I got bored with writing the "look how stupid Republicans are" posts long ago. Years ago, I wondered why seemingly non-stupid Republicans seemed to be posturing to make their party the party of the stupid. But the stupid stuff they did in those days was amateur hour by today's standards. Since then, the GOP charged head-first into a campaign strategy that is utterly devoid of any policy proposals and instead embraced moronic grievances that are almost always premised on some stupid misunderstanding of how things are. The post-Trump era, I would argue, is even dumber than when Trump was in office. Having jettisoned any coherent ideology beyond outright racism and owning the libs (with only the vaguest sense of what libs actually believe), listening to Republican politicians talk these days makes me feel like my thinking brain is oozing out my ears. Stupidity is the air they breathe. It is so ubiquitous it has become unremarkable.

And then I see something like this. One of the Republican party's rising stars is claiming that a medicine to treat parasites in livestock "won the Nobel Peace Prize" and bashed the Biden Administration for not getting doctors to prescribe it for COVID. Two doctors did win the Nobel Prize in Medicine (not the Peace Prize) for their work showing that ivermectin was effective at treating roundworm parasites (not COVID). Really dumb right? Except that it's also dangerous because people who  see Greene's remarks will take ivermectin instead of getting vaccinated or (if they are infected) getting actual treatment for COVID. Greene's remarks aren't just hilariously funny, they could plausibly lead to people's deaths. Not too long ago, if a politician made a dumb and potentially dangerous statement like that reporters would track her down and ask follow-up questions. But none of that is going to happen now because Marjorie Taylor Greene regularly makes mind-numbingly dumb statements. It's not newsworthy, it's expected.
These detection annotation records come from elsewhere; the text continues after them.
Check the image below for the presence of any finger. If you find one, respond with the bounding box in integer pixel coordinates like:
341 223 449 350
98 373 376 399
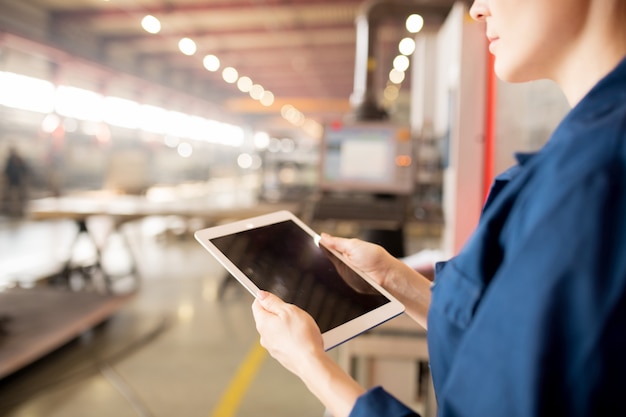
255 290 287 315
320 233 348 253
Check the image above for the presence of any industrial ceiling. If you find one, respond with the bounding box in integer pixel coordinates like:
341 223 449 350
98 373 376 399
0 0 454 136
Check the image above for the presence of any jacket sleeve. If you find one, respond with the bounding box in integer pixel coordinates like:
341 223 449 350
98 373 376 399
350 387 419 417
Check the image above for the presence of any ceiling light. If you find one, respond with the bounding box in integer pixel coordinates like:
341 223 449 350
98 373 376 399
178 38 198 55
406 14 424 33
393 55 409 72
202 55 220 72
222 67 239 84
141 15 161 34
398 38 415 55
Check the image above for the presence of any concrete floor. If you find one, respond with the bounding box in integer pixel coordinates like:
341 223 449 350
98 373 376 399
0 211 438 417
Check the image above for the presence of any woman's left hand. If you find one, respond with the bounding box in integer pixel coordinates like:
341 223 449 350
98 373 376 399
252 291 324 377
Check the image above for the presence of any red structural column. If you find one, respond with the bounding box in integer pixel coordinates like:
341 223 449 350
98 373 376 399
483 52 498 198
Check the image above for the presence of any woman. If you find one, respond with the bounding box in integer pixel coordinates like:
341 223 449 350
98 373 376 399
253 0 626 417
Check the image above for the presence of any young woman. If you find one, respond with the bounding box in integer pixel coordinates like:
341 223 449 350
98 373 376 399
252 0 626 417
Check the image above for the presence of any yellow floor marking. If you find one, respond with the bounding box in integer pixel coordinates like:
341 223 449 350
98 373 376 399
211 343 267 417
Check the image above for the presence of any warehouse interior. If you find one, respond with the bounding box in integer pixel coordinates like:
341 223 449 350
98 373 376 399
0 0 568 417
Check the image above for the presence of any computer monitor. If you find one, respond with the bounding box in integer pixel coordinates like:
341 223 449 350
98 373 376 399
319 122 414 195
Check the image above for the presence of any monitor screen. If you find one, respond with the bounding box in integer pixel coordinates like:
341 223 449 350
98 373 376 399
320 123 413 194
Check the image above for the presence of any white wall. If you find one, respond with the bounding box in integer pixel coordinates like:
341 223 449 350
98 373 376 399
494 80 569 174
434 3 487 255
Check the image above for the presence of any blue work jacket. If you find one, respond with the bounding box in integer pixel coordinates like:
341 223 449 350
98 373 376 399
351 56 626 417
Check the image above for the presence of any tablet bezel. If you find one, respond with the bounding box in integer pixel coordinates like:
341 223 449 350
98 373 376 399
194 210 404 350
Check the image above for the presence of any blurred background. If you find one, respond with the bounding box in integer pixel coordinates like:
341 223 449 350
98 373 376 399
0 0 568 417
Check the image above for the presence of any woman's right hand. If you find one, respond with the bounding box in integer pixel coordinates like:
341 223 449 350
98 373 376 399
320 233 398 288
320 233 432 328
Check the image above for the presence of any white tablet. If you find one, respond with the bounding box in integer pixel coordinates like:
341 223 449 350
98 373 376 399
195 211 404 350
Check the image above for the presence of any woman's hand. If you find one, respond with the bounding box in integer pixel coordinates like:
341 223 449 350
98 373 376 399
252 291 365 417
252 291 324 376
320 233 392 287
320 233 432 328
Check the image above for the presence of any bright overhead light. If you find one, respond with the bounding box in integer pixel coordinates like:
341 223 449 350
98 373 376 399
406 14 424 33
141 15 161 34
178 38 198 56
398 38 415 55
202 55 220 72
393 55 410 72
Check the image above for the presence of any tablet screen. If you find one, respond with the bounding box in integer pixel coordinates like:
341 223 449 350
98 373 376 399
210 220 390 333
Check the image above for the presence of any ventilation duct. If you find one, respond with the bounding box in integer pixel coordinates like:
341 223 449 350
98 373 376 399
350 0 454 121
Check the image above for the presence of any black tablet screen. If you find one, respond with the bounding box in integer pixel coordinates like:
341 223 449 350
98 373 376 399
211 220 389 333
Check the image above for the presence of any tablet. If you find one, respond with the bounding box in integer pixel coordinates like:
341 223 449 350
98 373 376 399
194 211 404 350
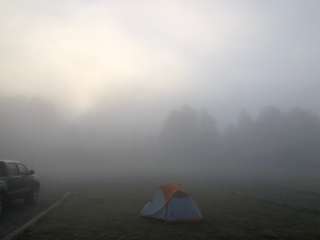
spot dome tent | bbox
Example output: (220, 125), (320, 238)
(141, 184), (202, 222)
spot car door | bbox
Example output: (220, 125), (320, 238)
(6, 163), (22, 197)
(17, 163), (31, 192)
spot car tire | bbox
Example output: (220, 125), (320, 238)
(24, 189), (39, 205)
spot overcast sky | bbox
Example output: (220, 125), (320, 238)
(0, 0), (320, 120)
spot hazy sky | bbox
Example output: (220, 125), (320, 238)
(0, 0), (320, 118)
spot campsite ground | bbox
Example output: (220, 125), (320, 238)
(19, 179), (320, 240)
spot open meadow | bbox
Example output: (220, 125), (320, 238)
(19, 179), (320, 240)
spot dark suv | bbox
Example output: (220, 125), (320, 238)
(0, 160), (40, 215)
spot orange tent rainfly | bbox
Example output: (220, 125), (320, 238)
(141, 184), (202, 222)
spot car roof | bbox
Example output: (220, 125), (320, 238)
(0, 159), (21, 163)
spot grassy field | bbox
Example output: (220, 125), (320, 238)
(19, 181), (320, 240)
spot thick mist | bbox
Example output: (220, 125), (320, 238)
(0, 97), (320, 179)
(0, 0), (320, 181)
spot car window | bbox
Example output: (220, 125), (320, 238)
(18, 164), (29, 175)
(0, 162), (6, 177)
(7, 163), (19, 176)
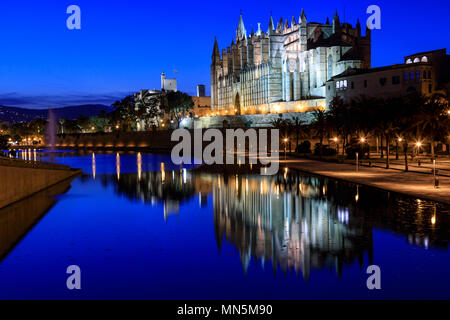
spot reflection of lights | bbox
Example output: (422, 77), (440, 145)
(431, 214), (436, 225)
(338, 208), (349, 224)
(137, 152), (142, 181)
(92, 153), (96, 180)
(161, 162), (166, 183)
(116, 153), (120, 180)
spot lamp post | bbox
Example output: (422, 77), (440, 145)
(333, 137), (339, 155)
(356, 152), (359, 172)
(395, 138), (403, 160)
(284, 138), (288, 160)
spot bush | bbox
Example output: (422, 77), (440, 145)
(295, 140), (311, 154)
(0, 136), (9, 151)
(345, 139), (369, 160)
(314, 143), (337, 156)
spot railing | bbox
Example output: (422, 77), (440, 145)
(0, 157), (71, 170)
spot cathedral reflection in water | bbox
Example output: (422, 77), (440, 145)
(87, 155), (450, 279)
(213, 174), (372, 279)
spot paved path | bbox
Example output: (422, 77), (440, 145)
(280, 158), (450, 204)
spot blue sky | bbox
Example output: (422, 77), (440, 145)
(0, 0), (450, 108)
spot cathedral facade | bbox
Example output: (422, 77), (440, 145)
(211, 10), (371, 114)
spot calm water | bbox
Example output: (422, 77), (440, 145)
(0, 153), (450, 299)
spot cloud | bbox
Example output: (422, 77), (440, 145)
(0, 92), (131, 109)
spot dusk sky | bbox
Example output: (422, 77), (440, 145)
(0, 0), (450, 108)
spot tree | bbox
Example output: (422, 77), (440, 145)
(163, 91), (194, 128)
(110, 95), (137, 130)
(135, 90), (164, 128)
(311, 110), (329, 158)
(292, 117), (306, 148)
(0, 135), (9, 151)
(417, 95), (449, 158)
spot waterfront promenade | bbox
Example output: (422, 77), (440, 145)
(0, 156), (81, 208)
(280, 157), (450, 204)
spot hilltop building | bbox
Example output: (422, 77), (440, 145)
(326, 49), (450, 106)
(161, 72), (177, 92)
(211, 10), (371, 114)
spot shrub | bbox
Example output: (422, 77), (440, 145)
(295, 140), (311, 154)
(345, 139), (369, 159)
(314, 143), (337, 156)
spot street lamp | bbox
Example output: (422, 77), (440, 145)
(284, 138), (288, 160)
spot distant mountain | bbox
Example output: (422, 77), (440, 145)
(0, 104), (112, 123)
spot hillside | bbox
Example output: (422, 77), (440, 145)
(0, 104), (111, 123)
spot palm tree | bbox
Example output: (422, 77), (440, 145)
(311, 110), (329, 158)
(417, 95), (449, 158)
(292, 117), (306, 149)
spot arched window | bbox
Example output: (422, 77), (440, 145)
(328, 55), (333, 79)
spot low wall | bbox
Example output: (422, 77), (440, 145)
(0, 180), (70, 261)
(197, 112), (314, 128)
(55, 130), (176, 152)
(0, 158), (81, 208)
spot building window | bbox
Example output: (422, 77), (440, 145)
(392, 76), (400, 84)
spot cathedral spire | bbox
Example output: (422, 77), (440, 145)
(267, 14), (275, 33)
(212, 37), (220, 62)
(333, 9), (341, 33)
(300, 9), (306, 24)
(256, 22), (262, 36)
(236, 13), (247, 41)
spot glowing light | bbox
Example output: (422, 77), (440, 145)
(161, 162), (166, 183)
(431, 215), (436, 225)
(137, 152), (142, 181)
(92, 153), (96, 180)
(116, 153), (120, 180)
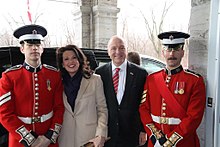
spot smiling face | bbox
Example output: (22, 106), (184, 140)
(108, 36), (127, 66)
(63, 50), (80, 77)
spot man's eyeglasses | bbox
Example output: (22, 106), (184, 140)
(163, 44), (183, 52)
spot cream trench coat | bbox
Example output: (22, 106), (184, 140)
(58, 74), (108, 147)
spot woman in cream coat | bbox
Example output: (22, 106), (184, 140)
(57, 45), (108, 147)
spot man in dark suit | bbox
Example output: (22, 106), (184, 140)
(96, 36), (147, 147)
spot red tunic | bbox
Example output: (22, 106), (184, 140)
(139, 66), (206, 147)
(0, 64), (64, 147)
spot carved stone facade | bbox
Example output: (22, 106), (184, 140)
(74, 0), (119, 48)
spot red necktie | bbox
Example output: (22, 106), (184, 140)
(112, 68), (120, 93)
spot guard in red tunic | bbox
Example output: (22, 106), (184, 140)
(139, 31), (206, 147)
(0, 25), (64, 147)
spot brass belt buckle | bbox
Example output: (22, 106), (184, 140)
(160, 117), (168, 124)
(31, 117), (40, 123)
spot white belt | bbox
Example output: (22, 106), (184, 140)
(151, 114), (181, 125)
(18, 111), (53, 124)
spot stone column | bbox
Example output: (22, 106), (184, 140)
(92, 0), (119, 48)
(188, 0), (210, 147)
(73, 0), (92, 48)
(73, 0), (119, 48)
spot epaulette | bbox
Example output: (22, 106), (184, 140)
(5, 64), (22, 73)
(148, 68), (164, 76)
(43, 64), (58, 71)
(184, 69), (201, 77)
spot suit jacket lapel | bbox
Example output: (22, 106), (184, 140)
(121, 62), (135, 104)
(106, 62), (118, 105)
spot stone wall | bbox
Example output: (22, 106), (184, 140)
(188, 0), (210, 147)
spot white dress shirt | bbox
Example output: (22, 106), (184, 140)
(112, 60), (127, 105)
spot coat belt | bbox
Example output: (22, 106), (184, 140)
(18, 111), (53, 124)
(151, 114), (181, 125)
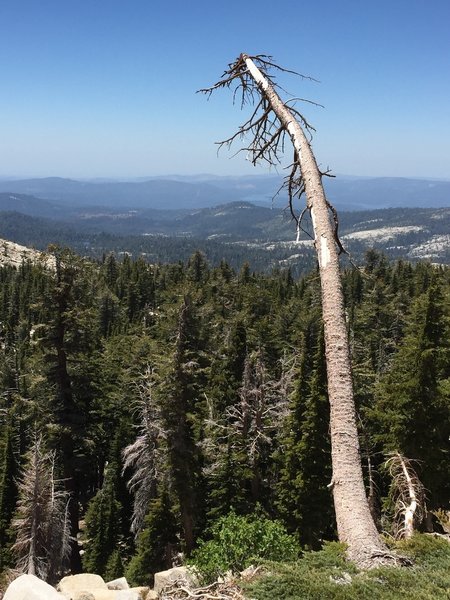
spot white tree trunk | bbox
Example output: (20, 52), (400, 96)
(243, 55), (388, 567)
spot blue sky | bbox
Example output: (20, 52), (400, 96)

So she goes unchallenged. They all do.

Wednesday, October 06, 2021


Every lawyer who does litigation has had a witness who ignores all their instructions and wrecks their case, so my sympathies to Joe Sibley for trying to represent the worst attorney in America at his deposition:

Throughout all of this, attorneys for both sides kept trying to convince Giuliani to stop talking.

He revealed details that included trash talk about Sidney Powell: “She wasn’t as collegial maybe is a nice way to put it, which isn’t unusual for lawyers that tend to be prima donnas.”

He was met with protestations from his own attorney at times. At one point, Giuliani was asked about reporting suggesting that, on the night of the election, he told a group of senior Trump advisers in the White House to “just say that we won.”

Giuliani attorney Joe Sibley kept interjecting to say “we’re asserting privilege” and to tell Giuliani “don’t disclose whatever you said to them,” but Rudy plowed ahead.

“You asked a question and I’m going to finish it,” he fumed to the plaintiff attorney. “And I’m hardly going to tell someone to make an allegation and just say it without having substantial amount of proof of it.”

Giuliani obliquely suggested that he would never — never — make an allegation without heaps of evidence.

“And everything I alleged, I have at least one and usually 10 or 15 affidavits to support except nobody wants to look at them,” he added.


Monday, October 04, 2021

Trump was really stupid to rely on NDAs

I hope the Amarosa arbitration decision does open the flood gates, but I never understood why the Trump Administration relied so much on non-disclosure agreements throughout their presidential term. Since 2016 there have been articles explaining that the unlike private companies, the federal government cannot enforce NDAs. I  blogged about the issue in 2016 and again in 2018. With all that discussion about how federal NDAs are not going to be enforced, why did Trump continue to depend on them to keep his secrets? Were people just afraid to tell him that one of his favorite tricks from the private sector wouldn't work?